Hello,
I am using limma to compute the differently express genes between two conditions from microarray.
The dataset, a GSE from GEO contains 38 arrays of senescent / quiescent and growing samples, I am only interested in senescent vs growing DE genes.
So far I have been removing the extra array with the code below, but I also recently came across some post about keeping all arrays in regards to the "level of freedom". While keeping all arrays I am getting completely different results, wondering which is the of the methods is the most appropriate.

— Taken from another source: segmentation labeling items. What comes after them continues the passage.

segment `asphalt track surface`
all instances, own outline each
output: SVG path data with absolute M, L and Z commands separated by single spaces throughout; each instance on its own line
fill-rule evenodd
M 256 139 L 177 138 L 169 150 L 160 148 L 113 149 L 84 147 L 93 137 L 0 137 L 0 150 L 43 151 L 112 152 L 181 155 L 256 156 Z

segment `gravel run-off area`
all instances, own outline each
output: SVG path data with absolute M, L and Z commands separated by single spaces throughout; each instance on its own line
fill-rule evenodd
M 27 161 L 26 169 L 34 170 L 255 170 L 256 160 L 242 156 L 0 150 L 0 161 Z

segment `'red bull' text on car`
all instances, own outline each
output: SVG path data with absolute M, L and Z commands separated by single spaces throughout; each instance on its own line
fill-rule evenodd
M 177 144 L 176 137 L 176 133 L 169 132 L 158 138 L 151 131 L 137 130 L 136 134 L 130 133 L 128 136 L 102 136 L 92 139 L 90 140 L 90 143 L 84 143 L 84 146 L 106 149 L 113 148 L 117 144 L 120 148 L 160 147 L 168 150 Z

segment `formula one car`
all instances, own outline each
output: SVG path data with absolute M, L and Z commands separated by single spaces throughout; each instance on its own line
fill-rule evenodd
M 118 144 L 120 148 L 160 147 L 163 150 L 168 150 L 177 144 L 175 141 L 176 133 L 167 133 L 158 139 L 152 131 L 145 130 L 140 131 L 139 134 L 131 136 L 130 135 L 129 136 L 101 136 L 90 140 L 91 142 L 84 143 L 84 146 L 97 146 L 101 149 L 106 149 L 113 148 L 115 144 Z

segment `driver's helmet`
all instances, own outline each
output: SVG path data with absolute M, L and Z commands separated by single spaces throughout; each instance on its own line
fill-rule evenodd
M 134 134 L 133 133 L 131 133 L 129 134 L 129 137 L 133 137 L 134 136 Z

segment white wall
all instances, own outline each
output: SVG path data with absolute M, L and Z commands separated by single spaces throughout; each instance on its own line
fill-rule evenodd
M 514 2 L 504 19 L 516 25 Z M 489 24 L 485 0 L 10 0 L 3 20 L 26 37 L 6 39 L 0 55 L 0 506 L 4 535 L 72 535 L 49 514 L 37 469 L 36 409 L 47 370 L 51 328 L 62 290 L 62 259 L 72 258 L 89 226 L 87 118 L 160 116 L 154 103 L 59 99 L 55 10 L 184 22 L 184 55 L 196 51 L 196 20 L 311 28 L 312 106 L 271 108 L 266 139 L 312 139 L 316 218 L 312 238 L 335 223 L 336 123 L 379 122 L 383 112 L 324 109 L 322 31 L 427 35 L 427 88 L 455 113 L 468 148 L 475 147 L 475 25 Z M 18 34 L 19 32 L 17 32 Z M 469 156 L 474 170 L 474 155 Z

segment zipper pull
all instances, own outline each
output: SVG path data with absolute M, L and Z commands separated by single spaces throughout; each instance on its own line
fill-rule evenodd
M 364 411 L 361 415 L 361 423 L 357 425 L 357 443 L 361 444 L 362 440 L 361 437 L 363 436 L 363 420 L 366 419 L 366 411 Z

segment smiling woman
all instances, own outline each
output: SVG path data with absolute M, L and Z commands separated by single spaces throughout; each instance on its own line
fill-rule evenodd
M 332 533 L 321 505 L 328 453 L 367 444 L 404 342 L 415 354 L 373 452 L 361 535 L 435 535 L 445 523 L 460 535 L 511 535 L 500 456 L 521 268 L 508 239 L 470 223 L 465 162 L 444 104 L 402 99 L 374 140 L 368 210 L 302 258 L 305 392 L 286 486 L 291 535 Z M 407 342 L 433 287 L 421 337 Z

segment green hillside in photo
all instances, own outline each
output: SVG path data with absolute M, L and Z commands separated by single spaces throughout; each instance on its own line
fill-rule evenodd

idx <- which(cell_status == "Growing" | cell_status == "Senescent") gse <- gse[,idx] pheno <- droplevels(pData(gse))
mod <- model.matrix(~cell_status+ 0, data=pheno) colnames(mod) <- levels(pheno$cell_status) contrast_mat <- makeContrasts(Senescent-Growing, levels=mod) fit = lmFit(gse, mod) fit2 <- contrasts.fit(fit, contrast_mat) fit2 <- eBayes(fit2) topTable(fit2, adjust="fdr", sort.by="B", number=Inf)
Thank for you help Aaron,
You right I have been working on GSE19864 trying to reproduce their results, I also think that I have a normalization problem, as with the same design, I never get the same DE genes with their normalized data compare to the raw data that I normalized using the method they described and in my case a PCA from my normalization method show a batch effect compare to a PCA of their data which doesn't exhibit this problem.
Concerning the shRNA I know about them so while checking senescent/growing I would usually just keep the control senescent and control growing and remove all other arrays prior to doing my design and limma analysis.
So in my case should I keep other arrays even if their condition/treatment are different than what I am interested in or just remove them.